Monitoring mosquito-biting activity in relation to human behavior is essential to determine the risk of transmission of mosquito-borne diseases and the efficacy of vector control campaigns (24, 38–40). In Bangui, 13% (A. pharoensis) to 28% (A. funestus) of anopheline biting occurred during daytime; this fraction was higher when considering only indoor collections (28 to 39%). Importantly, daytime biting was not limited to a few hours just before sunset or after sunrise, but was widely scattered across the whole daytime period. In Afrotropical malaria vectors, conventional sampling plans to study biting exposure only cover the nocturnal period of the day, generally from sunset to sunrise. This is because it is implicitly assumed that, with only few exceptions, diurnal biting is negligible in the genus Anopheles. From a historical perspective, the consequences of this assumption produced in the second half of the 20th century a paradigm shift in the implementation of sampling protocols to assess malaria transmission, presumably due to the realization that the bulk of biting activity in the major vectors is generally between midnight and sunrise (41). Before this paradigm shift, routine mosquito biting collections were generally implemented over the whole 24-h diel cycle (4, 42). Accordingly, some older entomological studies have recorded variable degrees of daytime-biting activity in anophelines across Africa (43–47). The common features of these studies are that: 1) they cover essentially a circumscribed geographical area in understudied central Africa; 2) they concern a limited number of species among which A. funestus is among the few main malaria vectors observed biting during daylight [noteworthy, a study from the 1970s in the region of Bangui found that 18% of A. funestus bites were recorded during daytime (48)]; and 3) plasticity in the diel structure of biting behavior appears influenced by the degree of shading in the proximate environment, with diurnal biting occurring mostly in lowly lit habitats. This feature is consistent with results from this study, whereby daytime biting was essentially limited to the darker indoor compartment and was not observed in full sunlight outdoors. Indeed, exposure to light has potent inhibitory effects on the activity of nighttime-biting mosquitoes (49, 50), and modifies the circadian structure of spontaneous locomotion in A. coluzzii (51).
All these features, in combination with the heterogeneous nature of this behavioral polymorphism across the full geographical range of main malaria vectors, have probably contributed to neglect diurnal Anopheles biting over the years. On the other hand, recent studies have specifically addressed the question of changes in vector biting rhythmicity after the implementation of control interventions, which can have impactful consequences on residual malaria transmission. Preliminary experimental evidence that about a third of variation in biting time is due to additive genetic variance in another major Afrotropical malaria vector, Anopheles arabiensis (52), indicates that disruptive selection imposed by insecticide-treated bed nets may produce shifts toward earlier and later biting times, as shown by simulation models (53). The genetic and molecular determinants of these phenotypes, however, are likely to be complex (50, 54, 55). Nevertheless, by extending routine sampling plans of a few hours beyond sunrise and before sunset (16, 38, 39, 56), some field studies have indeed found evidence of changes in feeding behavior at places and times when human hosts are more readily available (16–19, 21).

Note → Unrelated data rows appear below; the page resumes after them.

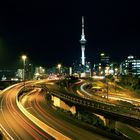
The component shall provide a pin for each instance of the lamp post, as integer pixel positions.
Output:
(59, 67)
(24, 57)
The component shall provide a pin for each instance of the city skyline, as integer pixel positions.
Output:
(51, 35)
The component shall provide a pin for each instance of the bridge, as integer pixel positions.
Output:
(111, 112)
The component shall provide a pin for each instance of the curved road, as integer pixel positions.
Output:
(17, 126)
(13, 122)
(35, 103)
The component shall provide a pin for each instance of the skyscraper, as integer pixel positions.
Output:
(83, 42)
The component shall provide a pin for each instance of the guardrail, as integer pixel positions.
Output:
(105, 109)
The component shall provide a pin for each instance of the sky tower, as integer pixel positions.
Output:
(83, 42)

In Bangui, we do not have conclusive evidence that substantial daytime biting occurred either before the implementation of LLINs during the last years, or in response to it. Based on what we have outlined above, we suspect that it is by building on standing phenotypic variation in local anopheline populations that a response to the massive distribution of LLINs may have increased the fraction of daytime biting in malaria vectors compared to what found in 1974 in the same region, in as much as what has been reported elsewhere in Africa. The strength of the evidence for this interpretation, however, admittedly rests on results from a single study (48), as well as limited knowledge about the impact of LLINs on the demography of mosquito populations in Bangui. Nevertheless, a major difference compared to other reports of behavioral shifts in biting time across Africa is that in Bangui we observed that the dispersion of the biting events throughout the whole daylight photoperiod is substantial, and not just of a few hours before sunset and after sunrise, demonstrating that natural populations of Anopheles mosquitoes have the potential (i.e., naturally occurring or selected after human pressure, such as upon bed-net deployment) to adjust the temporal organization and circadian control of their feeding behavior.
A major outstanding question is the extent of this phenomenon. Some studies have reported >20% of the total number of bites occurring during the first few hours of daytime (Fig. 3B); we could expect that this percentage may be even higher if the sampling protocol of these studies covered the whole diel cycle. Further studies, therefore, will need to take into account Anopheles diurnal biting to investigate residual malaria transmission. Statistical modeling of the temporal distribution of biting events during 24 h revealed that the samples were compatible with mixtures of multiple circular von Mises distributions. The number of distinct compartments that fitted the data were three or four, sometimes more. Taking the conservative assumption of three compartments, we observed two biting populations corresponding to periods at nighttime, when people are indoors or under bed nets, and a third biting population corresponding to daytime when people are unprotected. It is not known whether these statistical populations of biting events correspond also to distinct biological populations of mosquitoes, and whether such distinction implies that biting occurs in population-specific temporal windows. In other words, it remains to be verified whether diurnal biters invariably bite during daytime, and the degree to which this behavior is the result of environmental plasticity (SI Appendix, Fig. S6) vs. genetic determination. If diurnal biters invariably do so, this fraction of vectors would elude exposure to insecticide-impregnated bed nets, with consequent impacts on the efficacy of malaria control based upon this intervention. A corollary is that if the observed distribution of diel biting events in Bangui is the result of exposure of malaria vectors to LLINs, the ensuing behavioral shift has produced a distinct daytime-biting subpopulation, leaving the behavior of other “constitutive” nighttime-biting subpopulations unchanged.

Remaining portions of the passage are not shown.